Not convinced about that idea yet, as I would need to change them to match whatever I was wearing because I am obsessive compulsive about colour. It's either a side affect of being creative or just another sign that I am a little mad, but I even have to change my jewellery in the evening to match my nightwear. I'm so OCD about colours that if I am wearing bottle-green Russian Diopside pieces, and about to change into a lilac chemise, then I have to take the gems off before I change. Then, once I am redressed, I can then wear something complimentary such as a tanzanite ring. I think that's why I love my plain gold and diamond pieces - because they require less careful attention to insane detail!

I paint a terribly screwed up picture of myself, in a bonkers-and-broken way, but I really am neurotic about colour and style. It's because I have to be if I am to design with any flair. I must notice the shapes and tones of the world that others overlook if I am to create fine works myself. It's as much of a handicap as it has been an advantage though. I was taking my nail varnish off in the ridiculously early hours of this morning, because it didn't match my sleepwear and I couldn't ignore it any longer. I was testing myself, and I lasted three hours before it bugged me so much that I had to get rid of it.

I am aware of how incredibly stupid that all is, by the way. I'm not naive to my eccentricities, but as they are usually benign I am reasonably happy to ignore them. At least I'm not certifiably mental. While watching last weeks edition of Have I Got News For You - and trying not to shout at my computer again - I learned of the peculiar story of a Swedish woman who married the Berlin Wall. (Yes, really. She has MARRIED the BERLIN WALL. What's worse is that she's now cheating on it with a fence.)

No one I have told this story to believes me until they Google it, so I won't be offended when you do the same.
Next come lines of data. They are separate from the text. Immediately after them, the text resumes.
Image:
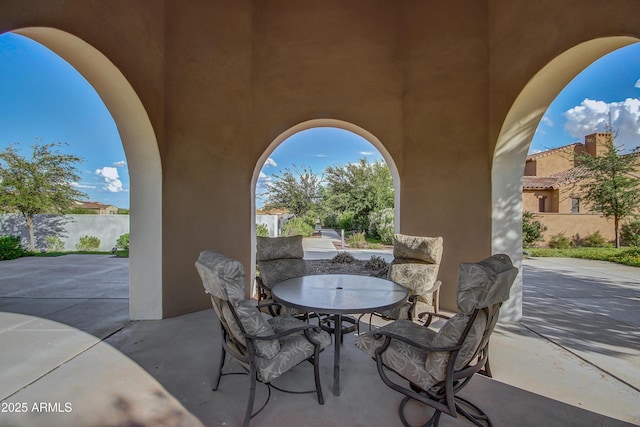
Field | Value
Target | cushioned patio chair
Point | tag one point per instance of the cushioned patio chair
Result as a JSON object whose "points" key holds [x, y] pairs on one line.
{"points": [[266, 348], [415, 266], [437, 365], [278, 258]]}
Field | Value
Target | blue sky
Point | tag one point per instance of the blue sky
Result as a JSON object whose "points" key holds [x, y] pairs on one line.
{"points": [[45, 99], [611, 84]]}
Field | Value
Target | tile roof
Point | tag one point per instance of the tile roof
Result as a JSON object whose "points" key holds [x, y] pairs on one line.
{"points": [[552, 182], [546, 153]]}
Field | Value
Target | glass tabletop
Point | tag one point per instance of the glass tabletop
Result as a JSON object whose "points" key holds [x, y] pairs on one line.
{"points": [[339, 293]]}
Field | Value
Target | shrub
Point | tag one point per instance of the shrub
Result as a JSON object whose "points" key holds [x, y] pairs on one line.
{"points": [[311, 218], [532, 230], [346, 220], [595, 240], [297, 226], [343, 258], [54, 243], [262, 230], [10, 247], [88, 243], [629, 256], [630, 233], [122, 243], [376, 263], [357, 240], [559, 241], [381, 225]]}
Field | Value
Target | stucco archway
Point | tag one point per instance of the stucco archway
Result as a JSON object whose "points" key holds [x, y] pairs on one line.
{"points": [[317, 123], [141, 149], [513, 145]]}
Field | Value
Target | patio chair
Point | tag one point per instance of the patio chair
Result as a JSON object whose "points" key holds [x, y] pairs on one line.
{"points": [[278, 258], [415, 266], [266, 348], [439, 364]]}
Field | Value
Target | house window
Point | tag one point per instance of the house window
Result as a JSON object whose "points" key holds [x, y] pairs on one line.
{"points": [[542, 204], [575, 205]]}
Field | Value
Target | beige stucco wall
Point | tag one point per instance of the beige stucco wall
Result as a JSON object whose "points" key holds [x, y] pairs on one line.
{"points": [[575, 225], [432, 81]]}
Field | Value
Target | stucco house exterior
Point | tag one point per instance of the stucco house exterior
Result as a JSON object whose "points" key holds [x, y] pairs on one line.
{"points": [[99, 208], [551, 190], [202, 92]]}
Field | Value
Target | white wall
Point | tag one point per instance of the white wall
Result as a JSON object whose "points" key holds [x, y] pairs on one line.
{"points": [[68, 227]]}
Whilst Google is loading, allow me to explain. The woman in question - Eija-Riitta Berliner-Mauer, 54 - has revealed that she has been married to the Berlin Wall for 29years. She is purported to be suffering a medical condition called "Objectum Sexuality," which means she has an uncommon fondness for inanimate objects. The practical application of her madness was that she held a 'wedding' ceremony and 'married' the Berlin Wall in front of a small gathering of - I imagine very understanding - family and friends. She has anthropomorphised the wall to the extent that she refers to it as a "he" and calls him her "husband."

From The Times: Mrs Berliner-Mauer, who lives in Liden, northern Sweden, said: "I find long, slim things with horizontal lines very sexy. "The Great Wall of China's attractive, but he’s too thick – my husband is sexier."

Since the fall of the Berlin Wall in 1989 - when she believes they "mutilated [her] husband" - she has switched her attentions to a garden fence. (One word: Splinters.)

She also says she is "a virgin with humans." No? Really? (I do suggest that the RSPCA not let her have a dog though. Noone who specifies that they "don't have sex with humans" should be allowed a pet.)

Herr und Frau Berliner-Mauer:


There's really not enough medication in the world to cure that, is there? I suppose living in blissful ignorance of her own insanity is the best option available to her now - as if she were to be cured of the affliction and confronted by how completely bonkers she is then she'd probably die of shame. (Contrary to any sensible medical opinion, it isactually possible to die from shame: I know because I came very close to it when I bought a Smurfs album for my Dad.)

At least my ever-so-slightly mad tendencies can be cured by giving myself a talking to and making a cup of tea. Actually, talking to myself and then indulging in my other OCD behaviour of tea-making is probably not the best treatment for being a bit mental, is it?

I'm quite possibly making it worse.

Maybe I should just concede and betrothe some trellis.